Sexo, drogas e academia

Pablo Capistrano

Escritor, professor de filosofia do IFRN

No verão de 1995, eu tive a oportunidade de conhecer a USP. Viajei a São Paulo com estudantes do curso de jornalismo da UFRN para participar de um encontro nacional de estudantes de comunicação social.

Foram dois dias de estrada. Atravessamos um sertão baiano que mais parecia a porta do inferno de tão quente e seco. E o pior: o ônibus não tinha ar-condicionado e o suposto frigobar apodreceu depois que alguém empurrou junto com o gelo e as latinhas de cerveja uma pataca de salame estragado. Não fosse uma providencial fita cassete com uma seleção sonora de Bob Marley, não teríamos conseguido chegar vivos a Vitória da Conquista, embalados por uma cortina de fumaça e suor.

O fato é que quando cheguei ao Conjunto Residencial da USP (o Crusp) fiquei espantado com a transcendência etílico-farmacológica do ambiente. A USP, segundo informou meu amigo Robson Braga (que se exilou em São Paulo desde de metade dos 90), parecia uma ilha em meio a urbe tresloucada de prédios, carros e cheiro de oficina mecânica.

Essa é uma característica curiosa das universidades do século passado (ao menos as que fazem realmente jus a esse nome). Era como se tivessem muros invisíveis. Como se, na sua formatação, houvesse uma espécie de licença ontológica para que os ritmos do mundo se suspendessem e o fluxo do pensamento e da criação humana pudessem apresentar seus frutos.

E isso não é uma característica do Brasil ou da USP. Um amigo norte-americano me contava dia desses o assombro que teve ao ser convidado para a primeira festa no câmpus de sua universidade em Nova York. Ele, um cara que tinha crescido em uma cidadezinha no interior de Nova Jersey, perto das comunidades amish, não sabia o que fazer quando entrou na cobertura da república de estudantes e viu todo mundo nu, pintado com tintas fosforescentes, ouvindo músicas hipnóticas com batidas eletrônicas exóticas, temperadas por ácidos, alcaloides e etílicos variados.

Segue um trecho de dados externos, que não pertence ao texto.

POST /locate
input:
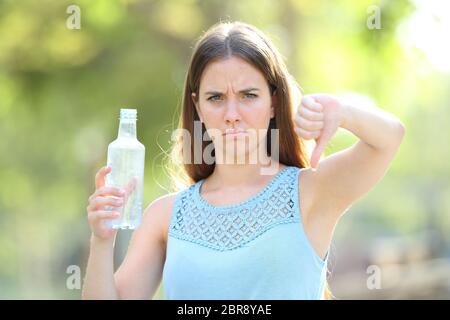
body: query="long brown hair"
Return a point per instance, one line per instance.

A escola, formatada no século XVI para retirar do interior das corporações de oficio os filhos da emergente classe burguesa, se estruturou na Modernidade como instância de controle e disciplinamento social, com suas carteiras dispostas em ordem, suas fardas homogêneas, suas fotos 3x4; as universidades, por sua vez se constituíram como espaços de resistência e de experimentação social, intelectual, existencial. Elas eclodiam no horizonte como instâncias de suspensão da ordem comum, como confrarias secretas, com regras e rituais próprios, que, a despeito de não estarem imunes aos mecanismos de poder, criavam certo vazio normativo, capaz de oferecer aos membros da sua comunidade a liberdade necessária que as dimensões criativas da experiência humana exigem.

Por isso eu não estou minimamente preocupado se a turma da USP está fumando maconha, fazendo sexo pelas escadas, viajando em doutrinas e experiências políticas heterodoxas ou mesmo praticando filosofia explícita em público. Para mim, isso não é problema. Nem tenho dados para julgar se o ato de ocupação dos prédios daquela instituição tinha objetivos políticos viáveis e justificados ou foi um simples ato de vandalismo, como dizem alguns.

O que me preocupa, amigo velho, é saber que tem gente dentro da própria comunidade universitária que anseia pela presença da polícia naquele ambiente. O discurso da violência e da insegurança anda tão em alta no Brasil destes dias, com dados estatísticos que fazem os jornais pingarem sangue e os programas de TV popular gritarem o fim do mundo como nós o conhecemos, que paira sobre nosso belo país tropical aqueles auspícios sombrios de outras épocas, em que armas e agentes da inteligência militar entravam nas universidades para ordenar seus espaços e preencher seus porões com o mesmo silêncio que impunham às ruas solitárias.

Acho que foi Walter Benjamim que disse que todo totalitarismo (seja ele fascista, nazista, stalinista ou maccarthista) é sinal de uma revolução fracassada.

A revolução democrática brasileira, prometida com a abertura da década de 1980, permitiu que a minha geração crescesse em universidades livres (mesmo que no meu caso tenha sido o rural, quase neoclássico, Setor II da UFRN). É justamente essa revolução eternamente inconclusa que começa a dar sinais de profunda fragilidade.

De todo coração, amigo velho, eu tenho medo de que algum dia essa revolução sucumba ao peso de seus próprios impasses, ao medo da violência social, à desilusão com as instituições, temperada por alguma sacudidela econômica que venha comprometer o consumismo narcótico da nossa santa classe média.

Quando isso acontecer, pode ter certeza: as universidades públicas (se ainda existirem) serão as primeiras a ser ocupadas com armas e fardas, clamores e gritos de ordem e de progresso.